Before heading for work, she packs a lunch, a pair of gloves and two small crab picking knives, then walks down a narrow road a quarter-mile to work.
Inside the plant — a squat, white cinder block building — the crabs are wheeled in on a dolly the size of a small dumpster, then placed in piles on long, stainless steel tables for picking.
The gloved workers crack the shells and quickly maneuver their knives, piling the meat into small plastic containers marked with numbers to identify how much each laborer extracted.
The only sound — save occasionally for Spanish-language music — is a constant rustling as the knives work and the shells are cracked.
In the 1980s, crab houses started bringing workers from Mexico.
But last year, changes to the H-2B program left crab processing plants in Dorchester County teetering on the precipice, with half of the county’s eight picking houses unable to secure enough visas.
Family businesses such as Lindy’s “had a lot of conversations that were really scary about how are we going to get through this,” said sales manager Aubrey Vincent. She said Lindy’s — which usually has annual sales of about $9 million to $10 million — had to unload many crabs whole instead of selling their meat to restaurants and grocery stores much more profitably. Selling crabs whole usually yields at least 50 percent less money.
Other plants also reported revenue being cut nearly in half, and Dorchester’s economy felt the effects.
This year, the plants said they got enough visas but remain concerned because they believe the program has gotten caught up in the administration’s efforts to tighten immigration policies.
“We don’t know what’s going to happen next year,” said Bill Seiling, executive vice president of the Chesapeake Bay Seafood Industries Association.
'I hope my kids understand'
When they’re not working or sleeping, the workers watch Spanish-language soap operas in the houses they share or play on their phones.
Often, they talk to their children in Mexico on video apps that don’t always function because of poor cell signals or lackluster WiFi.
“For the most part we really don’t have any time,” said Garcia, the Lindy’s worker who first entered the program at a Virginia plant 29 years ago.
“We’re always working.

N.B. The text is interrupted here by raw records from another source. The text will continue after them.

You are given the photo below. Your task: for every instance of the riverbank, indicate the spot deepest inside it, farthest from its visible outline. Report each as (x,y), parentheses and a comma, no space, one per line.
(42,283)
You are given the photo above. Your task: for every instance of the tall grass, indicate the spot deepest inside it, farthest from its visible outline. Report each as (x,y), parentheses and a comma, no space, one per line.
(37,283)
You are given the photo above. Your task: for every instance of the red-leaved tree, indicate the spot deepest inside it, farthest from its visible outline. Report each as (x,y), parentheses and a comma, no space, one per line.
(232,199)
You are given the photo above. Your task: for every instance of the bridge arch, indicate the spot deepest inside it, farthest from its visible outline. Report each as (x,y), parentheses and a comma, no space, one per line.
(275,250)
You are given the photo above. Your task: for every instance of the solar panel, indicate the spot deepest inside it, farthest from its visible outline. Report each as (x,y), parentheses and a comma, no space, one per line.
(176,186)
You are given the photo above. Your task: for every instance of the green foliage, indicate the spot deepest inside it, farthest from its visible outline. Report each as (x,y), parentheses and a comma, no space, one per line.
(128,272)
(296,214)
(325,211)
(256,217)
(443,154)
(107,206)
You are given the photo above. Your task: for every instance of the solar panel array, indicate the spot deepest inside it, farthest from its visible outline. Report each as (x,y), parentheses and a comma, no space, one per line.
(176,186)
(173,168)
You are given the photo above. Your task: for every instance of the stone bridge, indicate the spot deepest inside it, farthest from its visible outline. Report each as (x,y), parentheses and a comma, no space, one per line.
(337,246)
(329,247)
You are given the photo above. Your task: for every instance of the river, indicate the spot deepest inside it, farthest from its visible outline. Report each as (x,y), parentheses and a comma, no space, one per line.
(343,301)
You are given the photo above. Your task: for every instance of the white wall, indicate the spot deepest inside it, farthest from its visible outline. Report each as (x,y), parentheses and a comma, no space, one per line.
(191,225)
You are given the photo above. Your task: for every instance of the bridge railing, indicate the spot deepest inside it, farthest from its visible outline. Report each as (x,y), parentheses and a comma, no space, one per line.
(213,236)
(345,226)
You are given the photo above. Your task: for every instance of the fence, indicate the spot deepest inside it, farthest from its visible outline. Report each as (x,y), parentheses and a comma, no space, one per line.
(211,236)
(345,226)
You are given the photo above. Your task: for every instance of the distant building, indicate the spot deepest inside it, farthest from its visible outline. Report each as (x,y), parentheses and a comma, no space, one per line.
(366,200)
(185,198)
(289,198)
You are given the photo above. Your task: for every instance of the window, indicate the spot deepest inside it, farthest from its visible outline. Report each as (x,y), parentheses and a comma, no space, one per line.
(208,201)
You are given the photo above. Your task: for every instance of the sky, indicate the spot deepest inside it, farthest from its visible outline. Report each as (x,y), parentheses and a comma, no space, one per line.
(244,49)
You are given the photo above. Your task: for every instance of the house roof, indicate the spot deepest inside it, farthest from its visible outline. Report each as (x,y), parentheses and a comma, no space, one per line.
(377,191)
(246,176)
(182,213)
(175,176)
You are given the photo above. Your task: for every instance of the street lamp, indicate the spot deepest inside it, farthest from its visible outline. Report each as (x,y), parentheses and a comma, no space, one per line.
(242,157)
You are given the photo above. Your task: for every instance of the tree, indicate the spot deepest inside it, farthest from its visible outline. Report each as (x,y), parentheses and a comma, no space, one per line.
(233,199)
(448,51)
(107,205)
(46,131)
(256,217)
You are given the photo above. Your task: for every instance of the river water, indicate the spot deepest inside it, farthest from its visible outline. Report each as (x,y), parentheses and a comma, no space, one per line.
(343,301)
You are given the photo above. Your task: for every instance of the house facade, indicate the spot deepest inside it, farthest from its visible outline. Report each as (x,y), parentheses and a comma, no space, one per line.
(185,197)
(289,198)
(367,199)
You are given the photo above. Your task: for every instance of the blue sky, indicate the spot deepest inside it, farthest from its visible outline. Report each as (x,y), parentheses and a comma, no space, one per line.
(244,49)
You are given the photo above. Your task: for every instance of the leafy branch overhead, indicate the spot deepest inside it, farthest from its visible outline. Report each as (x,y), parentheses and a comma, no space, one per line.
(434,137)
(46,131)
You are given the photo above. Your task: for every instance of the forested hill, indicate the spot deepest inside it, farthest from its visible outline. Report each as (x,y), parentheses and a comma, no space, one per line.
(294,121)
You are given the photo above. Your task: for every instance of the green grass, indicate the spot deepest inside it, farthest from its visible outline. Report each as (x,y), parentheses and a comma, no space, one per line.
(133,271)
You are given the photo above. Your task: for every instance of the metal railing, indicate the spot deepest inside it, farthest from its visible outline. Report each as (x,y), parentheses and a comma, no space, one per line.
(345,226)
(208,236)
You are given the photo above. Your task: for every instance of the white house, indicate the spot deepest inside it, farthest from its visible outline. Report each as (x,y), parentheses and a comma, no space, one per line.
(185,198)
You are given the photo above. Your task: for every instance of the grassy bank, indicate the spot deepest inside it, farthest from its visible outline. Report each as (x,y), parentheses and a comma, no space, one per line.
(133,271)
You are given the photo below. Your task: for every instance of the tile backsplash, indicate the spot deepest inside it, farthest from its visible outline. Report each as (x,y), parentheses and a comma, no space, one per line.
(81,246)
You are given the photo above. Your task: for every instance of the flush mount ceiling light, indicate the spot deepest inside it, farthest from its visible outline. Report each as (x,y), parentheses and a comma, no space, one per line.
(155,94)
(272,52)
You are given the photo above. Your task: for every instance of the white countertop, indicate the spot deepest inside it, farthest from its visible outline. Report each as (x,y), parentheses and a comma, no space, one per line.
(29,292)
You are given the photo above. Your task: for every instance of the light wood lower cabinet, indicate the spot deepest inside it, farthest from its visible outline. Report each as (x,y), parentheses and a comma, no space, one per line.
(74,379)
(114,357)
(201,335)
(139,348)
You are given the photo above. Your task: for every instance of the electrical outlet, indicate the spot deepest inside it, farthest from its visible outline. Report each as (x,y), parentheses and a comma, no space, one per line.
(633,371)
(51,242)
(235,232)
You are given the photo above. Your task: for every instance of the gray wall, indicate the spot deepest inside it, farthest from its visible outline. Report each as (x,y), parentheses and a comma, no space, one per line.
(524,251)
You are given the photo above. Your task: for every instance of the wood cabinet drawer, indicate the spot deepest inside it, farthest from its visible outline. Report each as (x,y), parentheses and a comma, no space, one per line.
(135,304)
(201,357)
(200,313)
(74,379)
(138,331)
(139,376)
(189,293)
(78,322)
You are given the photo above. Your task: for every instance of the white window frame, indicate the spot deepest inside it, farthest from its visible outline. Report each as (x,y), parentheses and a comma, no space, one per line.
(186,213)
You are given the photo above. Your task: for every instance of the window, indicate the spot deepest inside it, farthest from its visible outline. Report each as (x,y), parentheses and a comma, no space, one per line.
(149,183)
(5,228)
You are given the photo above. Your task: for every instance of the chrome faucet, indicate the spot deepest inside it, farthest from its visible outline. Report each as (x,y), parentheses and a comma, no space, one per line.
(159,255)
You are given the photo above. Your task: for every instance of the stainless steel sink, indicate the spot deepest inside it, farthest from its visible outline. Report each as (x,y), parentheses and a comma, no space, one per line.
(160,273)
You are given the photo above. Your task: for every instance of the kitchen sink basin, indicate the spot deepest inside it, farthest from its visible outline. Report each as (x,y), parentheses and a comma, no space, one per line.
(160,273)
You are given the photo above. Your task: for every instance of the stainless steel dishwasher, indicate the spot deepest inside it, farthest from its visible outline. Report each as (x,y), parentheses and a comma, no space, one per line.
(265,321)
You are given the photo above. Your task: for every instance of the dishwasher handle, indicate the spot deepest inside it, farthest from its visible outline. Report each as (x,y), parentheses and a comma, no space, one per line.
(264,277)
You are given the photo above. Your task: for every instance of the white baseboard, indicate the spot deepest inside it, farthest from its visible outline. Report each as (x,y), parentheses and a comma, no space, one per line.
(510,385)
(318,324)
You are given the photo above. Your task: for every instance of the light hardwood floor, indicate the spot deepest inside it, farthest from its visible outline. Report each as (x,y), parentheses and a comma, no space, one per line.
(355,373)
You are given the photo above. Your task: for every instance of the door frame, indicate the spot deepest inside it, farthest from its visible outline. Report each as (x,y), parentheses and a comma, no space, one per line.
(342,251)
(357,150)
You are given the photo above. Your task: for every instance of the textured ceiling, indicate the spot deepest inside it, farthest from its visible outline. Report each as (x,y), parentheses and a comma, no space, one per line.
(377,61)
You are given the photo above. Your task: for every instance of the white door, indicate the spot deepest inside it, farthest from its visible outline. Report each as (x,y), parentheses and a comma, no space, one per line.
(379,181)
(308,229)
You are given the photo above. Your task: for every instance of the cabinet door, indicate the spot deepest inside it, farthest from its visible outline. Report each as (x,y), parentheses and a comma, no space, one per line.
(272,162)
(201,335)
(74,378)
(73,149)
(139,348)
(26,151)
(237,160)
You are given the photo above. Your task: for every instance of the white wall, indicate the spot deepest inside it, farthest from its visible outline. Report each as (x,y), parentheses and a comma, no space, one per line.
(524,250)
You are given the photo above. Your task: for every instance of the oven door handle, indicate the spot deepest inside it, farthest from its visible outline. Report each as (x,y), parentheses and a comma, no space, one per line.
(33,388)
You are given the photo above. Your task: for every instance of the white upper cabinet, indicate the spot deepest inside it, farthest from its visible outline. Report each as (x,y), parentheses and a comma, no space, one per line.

We even work Saturdays. The only day we take off is Sunday when they take us out to buy groceries,” she said. “If I have the opportunity, I go to Mass on Sundays.”
Staying busy is a salve of sorts because it blocks out the yearning to be back with their families. It is for them that Garcia, Vazquez and the others endure the separation year after year, earning money that in a rural Mexican village might pay for food all winter or finance such luxuries as an indoor bathroom. Garcia, who lives in a small city, said she has used the income to pay for her three daughters’ education.
“I hope my kids understand one day why I do this,” Vazquez said, “and why I have to be away.”